- Born: 28 September 1922
- Died: 24 June 2013 (aged 90) Princess Alexandra Hospital Harlow
- Occupation: nurse
- Employer: Royal London Hospital Department of Health and Social Security
- Organization: Royal College of Nursing
- Known for: Chief Nursing Officer (United Kingdom) 1972–1982
- Awards: FRCN
- Honours: DBE, CBE

= Phyllis Friend =

British nurse and nursing officer

Dame Phyllis Muriel Friend, (28 September 1922 - 24 June 2013) was a British nurse and the Chief Nursing Officer (United Kingdom) 1972–1982.

== Education and early career ==
Friend attended the Herts and Essex School in Bishop’s Stortford. Her parents both worked there - her mother was the Matron and her Father the Master. Friend originally thought that she would like to study history and become a researcher.

Friend spent much of her professional career at The London Hospital. There she received her basic nursing education between 1940 and 1943, registering as a nurse with the General Nursing Council in 1943, and undertook Part I Midwifery Training. She held the posts of ward sister, nurse tutor (1948) and assistant matron at 'The London' (1954) before becoming deputy matron at St. George's Hospital, London in 1956.

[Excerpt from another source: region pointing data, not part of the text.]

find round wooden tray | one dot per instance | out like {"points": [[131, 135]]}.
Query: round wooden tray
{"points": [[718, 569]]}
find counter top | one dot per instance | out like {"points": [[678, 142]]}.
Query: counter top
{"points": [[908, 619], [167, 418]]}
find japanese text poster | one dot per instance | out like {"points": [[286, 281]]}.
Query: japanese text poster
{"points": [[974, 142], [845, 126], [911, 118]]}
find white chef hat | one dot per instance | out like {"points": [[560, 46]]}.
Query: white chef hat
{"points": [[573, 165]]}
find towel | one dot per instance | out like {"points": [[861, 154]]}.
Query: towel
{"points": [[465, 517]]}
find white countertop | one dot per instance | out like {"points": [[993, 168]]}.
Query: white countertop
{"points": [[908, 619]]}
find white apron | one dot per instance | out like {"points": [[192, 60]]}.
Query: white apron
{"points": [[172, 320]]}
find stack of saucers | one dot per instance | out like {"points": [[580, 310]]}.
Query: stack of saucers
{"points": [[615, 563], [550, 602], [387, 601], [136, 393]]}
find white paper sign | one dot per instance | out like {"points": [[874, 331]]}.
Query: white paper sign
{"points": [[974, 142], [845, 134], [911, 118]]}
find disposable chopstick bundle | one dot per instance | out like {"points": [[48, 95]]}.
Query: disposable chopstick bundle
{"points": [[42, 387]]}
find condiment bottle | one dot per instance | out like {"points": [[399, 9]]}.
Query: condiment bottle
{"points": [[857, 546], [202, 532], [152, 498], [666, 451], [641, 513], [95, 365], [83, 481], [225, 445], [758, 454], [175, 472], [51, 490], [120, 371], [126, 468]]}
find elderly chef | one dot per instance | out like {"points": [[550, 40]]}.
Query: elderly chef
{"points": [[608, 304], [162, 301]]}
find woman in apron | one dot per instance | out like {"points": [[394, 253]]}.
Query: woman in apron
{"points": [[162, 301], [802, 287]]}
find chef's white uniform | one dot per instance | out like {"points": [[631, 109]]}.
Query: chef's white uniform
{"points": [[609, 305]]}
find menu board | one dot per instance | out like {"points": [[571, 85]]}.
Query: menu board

In 1959, she returned to The London Hospital as Matron Designate. In 1961, she became matron. In 1964, The London was the first to install its own computer system; a development in which Friend was heavily involved. In 1969, she was appointed Chief Nursing Officer at the Department of Health and Social Security in London in 1969, a post she held until she retired in 1982. Friend was President of the Association of Matrons from 1969 to 1972.

==Honours/awards==
For her services to nursing she was created a Commander of the Order of the British Empire in 1972 and a Dame Commander of the Order of the British Empire in 1980. She was made a Fellow of the Royal College of Nursing in 1980.

==Dame Phyllis Friend Award==
The Dame Phyllis Friend Award is awarded annually in recognition of the work of nurses using information and communications technology to support care. It results from a donation by Dame Phyllis herself to the Nursing Specialist Group, part of the Health Informatics Forum of the British Computer Society.

== Death ==
Friend died on 24 June 2013 in Princess Alexandra Hospital, Harlow after a long period of ill health.